Why the Kruskal-Wallis Test Matters
The Kruskal-Wallis H test is one of the most widely used nonparametric procedures in the social and health sciences. It serves as the rank-based alternative to the one-way ANOVA, allowing researchers to compare the distributions of a continuous or ordinal dependent variable across three or more independent groups — without requiring the assumption of normality.
This matters because real-world data frequently violate the assumptions that parametric tests demand. Pain ratings on a 0-10 scale are often skewed. Likert-type survey responses are ordinal by nature. Clinical outcome measures in small-sample pilot studies rarely produce textbook-normal distributions. In all these situations, the Kruskal-Wallis test provides a valid and robust inferential framework.
Despite its popularity, many researchers struggle with the reporting side. APA 7th edition has clear expectations for how to report the Kruskal-Wallis test: the H statistic with degrees of freedom, exact p values, an appropriate effect size, and — when the omnibus test is significant — post-hoc pairwise comparisons with correction for multiple testing. Omitting any of these elements is a common reason for reviewer criticism and revision requests.
This guide walks through every component of a complete Kruskal-Wallis report, from justification to post-hoc analysis, with copy-paste APA templates you can adapt to your own data.
When to Use Kruskal-Wallis vs One-Way ANOVA
Choosing between the Kruskal-Wallis test and the one-way ANOVA is not a matter of preference — it depends on whether your data satisfy the parametric assumptions. Understanding when each test is appropriate protects both the validity and the statistical power of your analysis.

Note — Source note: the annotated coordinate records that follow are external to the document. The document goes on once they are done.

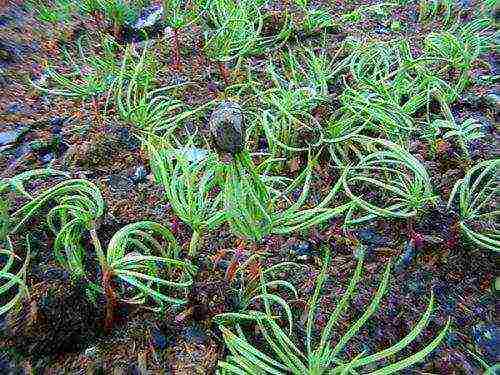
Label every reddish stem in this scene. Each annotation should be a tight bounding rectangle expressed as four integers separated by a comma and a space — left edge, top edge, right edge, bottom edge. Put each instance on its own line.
172, 29, 181, 71
102, 270, 118, 332
217, 61, 229, 87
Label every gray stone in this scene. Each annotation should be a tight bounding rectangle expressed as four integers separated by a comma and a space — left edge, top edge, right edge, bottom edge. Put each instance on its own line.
133, 4, 164, 30
209, 101, 245, 155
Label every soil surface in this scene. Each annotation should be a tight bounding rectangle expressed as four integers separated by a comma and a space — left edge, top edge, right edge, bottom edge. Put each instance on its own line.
0, 0, 499, 374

Non-Normal Distributions Across Three or More Groups
The one-way ANOVA assumes that the dependent variable is approximately normally distributed within each group. When a Shapiro-Wilk test yields p < .05 in one or more groups, or when Q-Q plots reveal substantial departures from normality, the Kruskal-Wallis test is the appropriate alternative. This is especially important with small samples (n < 20 per group), where the central limit theorem provides less protection against non-normality.
Ordinal Dependent Variable
If your outcome variable is measured on an ordinal scale — individual Likert items, pain severity ratings, satisfaction categories — the Kruskal-Wallis test is the correct choice regardless of the distribution shape. Ordinal data lack the equal-interval property that the ANOVA's mean-based calculations require. The Kruskal-Wallis test operates on ranks, which respects the ordinal nature of the data.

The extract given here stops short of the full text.